You are not the only pilot to have gone through change. For the record I have been through 7 CARRIERS in my career so far and I had to start over each time! Only one of those carriers still survive today. So, I think I know a little bit about change.....and preparedness.
This issue is not about that however. It's about personal choice for individuals with different desires.
I am truly sorry you have had personal grief in this industry....but you are not the only one. There are many more out there who have had it 2 or 3 times worse and still survive the upheavals. I am one of those and happen to believe that the age 60 rule needs to go thereby giving the individual the choice to do what he/she wants to do. Stay or leave, your choice, not some legislator who has his/her fat retirement and job deciding what I should or should not do. This industry is hard enough without making it harder.

There has been plenty of adversity to go around for all of us. Why create more for those furloughed right now
 
Wow, that is a stretch

BLUE BAYOU said:
It's like a cat chasing it's tail BOBBLEHEADS. Even if your upgrade is delayed guys, you're also going to be given the opportunity to work an extra 5 years too!!! You have to be 67 now to get full SS benefits, a 5 year gap was doable but 7 years is a stretch man...
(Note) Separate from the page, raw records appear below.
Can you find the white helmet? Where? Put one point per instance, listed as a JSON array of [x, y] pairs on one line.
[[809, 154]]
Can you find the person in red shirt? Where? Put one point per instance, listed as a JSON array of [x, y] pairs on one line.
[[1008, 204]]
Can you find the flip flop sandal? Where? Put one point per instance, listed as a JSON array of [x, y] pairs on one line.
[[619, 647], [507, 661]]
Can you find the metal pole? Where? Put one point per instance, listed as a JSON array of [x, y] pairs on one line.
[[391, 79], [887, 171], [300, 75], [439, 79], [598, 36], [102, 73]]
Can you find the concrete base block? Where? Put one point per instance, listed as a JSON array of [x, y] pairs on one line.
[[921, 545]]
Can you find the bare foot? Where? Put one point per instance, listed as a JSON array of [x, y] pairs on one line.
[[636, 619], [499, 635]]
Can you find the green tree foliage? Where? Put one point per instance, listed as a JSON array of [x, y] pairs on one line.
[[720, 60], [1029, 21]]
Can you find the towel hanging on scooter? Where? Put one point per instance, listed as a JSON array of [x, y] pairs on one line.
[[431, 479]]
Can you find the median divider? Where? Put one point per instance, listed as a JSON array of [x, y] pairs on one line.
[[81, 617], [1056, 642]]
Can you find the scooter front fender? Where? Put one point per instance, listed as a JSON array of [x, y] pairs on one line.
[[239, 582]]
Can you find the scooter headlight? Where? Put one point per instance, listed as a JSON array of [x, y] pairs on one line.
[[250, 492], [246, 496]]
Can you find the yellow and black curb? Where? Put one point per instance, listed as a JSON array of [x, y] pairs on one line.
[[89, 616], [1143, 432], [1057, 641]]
You know, that is a stretch, that's why in the old days pilots bargained for a thing called a "Pension"! Also, why doesn't SWAPA just lobby to start getting Medicare and SS benefits at age 60 for SWAPA pilots and leave the rest of the industry alone?
 
Good luck changing SS and medicare in this political environment- that would solve everything but washington can't think outside that box. As far as SWA and SWAPA- most want these guys to stay. They are some of the most productive within the co. Also, these guys getting ready to retire brought SWA to where it is now. Their the ones when they only had 10 planes and had to fight to stay alive.
 
Bill Nelson said:
Ignorance is not an excuse. Educate yourself, before you open your suck!

At the risk of sounding ignorant and uneducated, does anyone have the text of the bill as ammended in committee? In other words, when the Senate takes it under consideration for a vote, what will it say?
 
A380-800 said:
So if a pilot can be PIC if he is over 60 until he is 65, provided that the FO is under 60. Is the guy under 60 going to get some 'compensation' for his new job requirement? Maybe the 64 year old will want to share some of his cash, since without the FO being under 60 airplane no fly. Or better yet maybe we could alternate legs, and salaries of course.

A better solution would be to allow pilots to fly past age 60, but never as pilot in command. That'll solve the 'someone under age 60 in the cockpit' problem.